Microsoft Sentinel Now Lets IT Admins Detect Low and Slow Password Spray Attacks

Rabia Noureen

Aug 15, 2022

Microsoft has released a new guided hunting notebook for its Microsoft Sentinel solution. The notebook enables organizations to leverage machine learning to detect, investigate as well as block low and slow password spray campaigns.

Password spraying is a type of brute force attack that allows malicious actors to gain unauthorized access to computer systems. Hackers use a dictionary of commonly used passwords to log in to a large number of user accounts within an organization.

Microsoft explains that many businesses use modern security mechanisms to block traditional password spraying attacks. It is one of the reasons that state-sponsored attacks have switched to low and slow techniques to prevent account lockouts.

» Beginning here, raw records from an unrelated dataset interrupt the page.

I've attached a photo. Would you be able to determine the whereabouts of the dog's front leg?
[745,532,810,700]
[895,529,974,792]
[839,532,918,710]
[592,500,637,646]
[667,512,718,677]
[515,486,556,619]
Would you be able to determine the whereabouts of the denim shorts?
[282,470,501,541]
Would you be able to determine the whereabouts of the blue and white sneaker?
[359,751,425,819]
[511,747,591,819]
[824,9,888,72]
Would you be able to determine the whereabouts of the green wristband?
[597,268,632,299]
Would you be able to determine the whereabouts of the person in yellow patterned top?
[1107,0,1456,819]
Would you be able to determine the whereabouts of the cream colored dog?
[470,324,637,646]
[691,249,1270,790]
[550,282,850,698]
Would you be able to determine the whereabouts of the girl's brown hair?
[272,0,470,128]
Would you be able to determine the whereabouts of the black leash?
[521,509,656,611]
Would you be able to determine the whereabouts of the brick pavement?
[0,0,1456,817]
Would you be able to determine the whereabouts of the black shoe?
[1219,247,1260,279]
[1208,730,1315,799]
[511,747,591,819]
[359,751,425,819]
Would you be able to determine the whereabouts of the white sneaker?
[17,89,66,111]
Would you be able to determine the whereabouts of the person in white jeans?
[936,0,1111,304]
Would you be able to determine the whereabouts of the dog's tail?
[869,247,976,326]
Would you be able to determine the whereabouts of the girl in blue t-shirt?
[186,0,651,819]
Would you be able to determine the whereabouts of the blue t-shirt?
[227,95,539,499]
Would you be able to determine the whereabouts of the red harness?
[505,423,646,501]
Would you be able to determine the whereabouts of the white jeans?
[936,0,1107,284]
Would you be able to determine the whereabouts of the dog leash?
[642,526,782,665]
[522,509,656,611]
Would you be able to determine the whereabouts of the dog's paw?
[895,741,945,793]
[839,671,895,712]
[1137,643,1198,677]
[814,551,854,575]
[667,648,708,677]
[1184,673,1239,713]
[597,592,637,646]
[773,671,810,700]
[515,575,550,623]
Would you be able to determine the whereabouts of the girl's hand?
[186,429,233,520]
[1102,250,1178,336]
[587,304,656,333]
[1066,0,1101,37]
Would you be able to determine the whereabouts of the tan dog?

They use open source tools to automate these attacks and free or paid proxy services to avoid detection.

“Low and slow sprays are a variant on traditional password spray attacks that are being increasingly used by sophisticated adversaries such as NOBELIUM, STRONTIUM and HOLMIUM. These adversaries can randomize client fields between each sign in attempt, including IP addresses, user agents and client application,” Microsoft’s threat intelligence team explained.

Microsoft Sentinel uses ML to identify potential password spray attempts

The new Microsoft Sentinel notebook uses data analytics and machine learning techniques to hunt low and slow password spray attacks. It lets IT admins detect and cluster anomalous fields for each failed sign-in attempt and analyze them to find invariant properties. Lastly, Sentinel incidents are created based on the results and sent for further investigation and response.

To get started, Microsoft Sentinel customers can access and run the guided hunting notebook by heading to the “Templates” tab in the Notebooks blade. Once a password spray campaign is detected, IT admins will need to follow the process detailed on this support page to mitigate risks and protect sensitive information in enterprise networks.